Agora, a Confederação Nacional das Carreiras Típicas de Estado entrou com Ação Direta de Inconstitucionalidade no Supremo Tribunal Federal questionando a Medida Provisória 873, editada no dia 1º de março pela presidência da República.

Dentre os argumentos consta que: “De acordo com o texto da ADI, a MP revoga a autorização histórica para contribuição mensal que era prevista na Lei 8.112/1990, na qual se estabelece que o servidor público civil tem assegurado seu direito à livre associação sindical, podendo ser representado pelo sindicato inclusive como substituto processual.  Assim, a legislação assinada pelo presidente Jair Bolsonaro estaria ferindo os incisos XVII do artigo 5º e VI do artigo 37 da Constituição Federal, que dispõem respectivamente: "é plena a liberdade de associação para fins lícitos, vedada a de caráter paramilitar" e "é garantido ao servidor público civil o direito à livre associação sindical". "É importante para a convivência democrática que o governante não aja para aniquilar os seguimentos sindicais por via oblíqua”, prossegue a inicial. “No momento em que as associações se organizam para debater a reforma da previdência, que regride direitos sociais, tem-se um ataque na sua fonte de financiamento."

Deve-se destacar que o eventual entendimento do Tribunal Superior do Trabalho não possui o condão de efeito vinculante, nem tampouco uma nota técnica do Ministério Público do Trabalho. Por disciplina judiciária e simetria a decisão do STF tem como escopo a estabilização da relação jurídica, em nível constitucional.

Veja-se a nota da Força Sindical:

“Não ao AI-5 Sindical. A Força Sindical, vem a público e perante seus representados manifestar repúdio à edição da Medida Provisória nº 873, de 1° de março de 2019, que alterou regras sobre a contribuição sindical. Inicialmente é preciso salientar acerca das irregularidades quanto ao aspecto formal da medida, que por imperativo legal, necessita que a matéria a ser tratada seja de relevância e urgência, o que obviamente não é o caso. Assim não foram preenchidos requisitos essenciais para a tramitação da MP. Também é flagrante a inconstitucionalidade da matéria tratada na MP, eis que fere o princípio da liberdade sindical prevista no art. 8° da CF, ao promover interferência estatal na organização sindical brasileira. Verdadeira prática antissindical patrocinada pelo Estado. Ressaltamos que a MP confronta a orientação da OIT (Organização Internacional do Trabalho) que garante liberdade de atuação sindical e livre negociação. Diante de tais ilicitudes, a nossa entidade está, em caráter de urgência, estudando as medidas e estratégias jurídicas a serem adotadas perante o STF, inclusive. É importante lembrar que desde o início deste governo, a Força Sindical buscou o diálogo democrático e a negociação, mas, infelizmente, na calada da noite o governo edita está nefasta MP demonstrando autoritarismo, despreparo e indisposição para o diálogo. Esse debate será encaminhado ao Congresso Nacional e nós confiamos que os deputados e senadores eleitos pelo povo garantam a manutenção da democracia, do respeito às negociações coletivas e à Constituição brasileira. São Paulo, 2 março de 2019. Miguel Torres Presidente da Força Sindical”

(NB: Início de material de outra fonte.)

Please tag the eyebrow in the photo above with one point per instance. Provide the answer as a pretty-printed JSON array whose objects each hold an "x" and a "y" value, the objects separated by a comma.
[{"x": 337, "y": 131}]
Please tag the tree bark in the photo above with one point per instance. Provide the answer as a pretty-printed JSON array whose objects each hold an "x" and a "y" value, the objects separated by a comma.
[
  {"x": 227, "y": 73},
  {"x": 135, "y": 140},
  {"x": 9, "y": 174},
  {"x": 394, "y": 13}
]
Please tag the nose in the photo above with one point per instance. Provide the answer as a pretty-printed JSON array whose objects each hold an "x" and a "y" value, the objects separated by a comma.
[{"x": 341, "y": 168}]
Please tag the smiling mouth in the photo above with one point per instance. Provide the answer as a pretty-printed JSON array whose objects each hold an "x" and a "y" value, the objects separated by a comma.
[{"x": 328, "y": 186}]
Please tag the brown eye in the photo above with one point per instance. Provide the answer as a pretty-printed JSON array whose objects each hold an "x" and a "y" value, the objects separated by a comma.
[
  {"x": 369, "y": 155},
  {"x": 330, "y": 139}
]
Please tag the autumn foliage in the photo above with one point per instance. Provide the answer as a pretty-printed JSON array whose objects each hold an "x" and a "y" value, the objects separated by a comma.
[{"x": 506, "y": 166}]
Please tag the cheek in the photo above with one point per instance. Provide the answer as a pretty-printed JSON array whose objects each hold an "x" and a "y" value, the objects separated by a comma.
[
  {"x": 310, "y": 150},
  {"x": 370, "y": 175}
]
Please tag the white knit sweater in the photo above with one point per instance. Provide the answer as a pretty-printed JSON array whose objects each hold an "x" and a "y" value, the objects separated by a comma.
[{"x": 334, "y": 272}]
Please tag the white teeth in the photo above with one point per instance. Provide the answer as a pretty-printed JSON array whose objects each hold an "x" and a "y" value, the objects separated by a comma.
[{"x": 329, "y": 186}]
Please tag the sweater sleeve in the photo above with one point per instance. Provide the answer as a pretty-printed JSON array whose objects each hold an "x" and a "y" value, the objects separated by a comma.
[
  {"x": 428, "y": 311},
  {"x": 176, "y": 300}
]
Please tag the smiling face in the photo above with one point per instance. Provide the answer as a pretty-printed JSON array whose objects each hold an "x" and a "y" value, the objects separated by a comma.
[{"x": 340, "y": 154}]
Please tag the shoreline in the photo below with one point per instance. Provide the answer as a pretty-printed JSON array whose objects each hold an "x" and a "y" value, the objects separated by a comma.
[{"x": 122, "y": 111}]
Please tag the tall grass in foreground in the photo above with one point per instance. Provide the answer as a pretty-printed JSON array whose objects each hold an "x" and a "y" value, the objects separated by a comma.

Veja-se a manifestação da UGT:

A União Geral dos Trabalhadores (UGT) promete acionar a Justiça contra a Medida Provisória (MP) 873 editada pelo governo para acabar com a possibilidade de desconto em folha das contribuições sindicais pagas pelos trabalhadores. A entidade classificou a iniciativa de "golpe constitucional" e criticou o fato de a MP ter sido publicada sem alarde às vésperas do Carnaval. "A Medida Provisória 873, publicada no escurinho do Carnaval, altera as regras da constituição sindical e é inconstitucional porque fere o artigo número 8 da Constituição Federal ao promover interferência na organização sindical brasileira", diz a nota do presidente da UGT, Ricardo Patah. Pelo texto da MP, que tem vigência imediata, o pagamento agora deverá ser feito por boleto bancário, enviado aos trabalhadores do setor público ou privado que tenham previamente requerido e autorizado a cobrança. A medida ainda acaba com a possibilidade de negociações coletivas ou assembleias gerais de categorias restituírem a obrigatoriedade do desconto do imposto sindical. "A UGT vai entrar na Justiça contra esse absurdo e a nossa entidade vai discutir o assunto com deputados e senadores, no Congresso, para que haja respeito às negociações coletivas e à Constituição brasileira", afirma o comunicado. Para a entidade, a medida contraria orientação da Organização Internacional do Trabalho (OIT) que garante a livre negociação. "Também é irregular tratar o tema por meio de MP, pois, claramente, não é matéria de urgência e relevância", diz a nota.  A mudança ocorre no momento em que entidades se armam para brigar no Congresso contra a proposta de reforma da Previdência. "Somos favoráveis ao diálogo com o governo, mas entendemos que essa e outras medidas são uma escalada para eliminar os trabalhadores, ou suas organizações, uma das colunas da democracia", critica a UGT.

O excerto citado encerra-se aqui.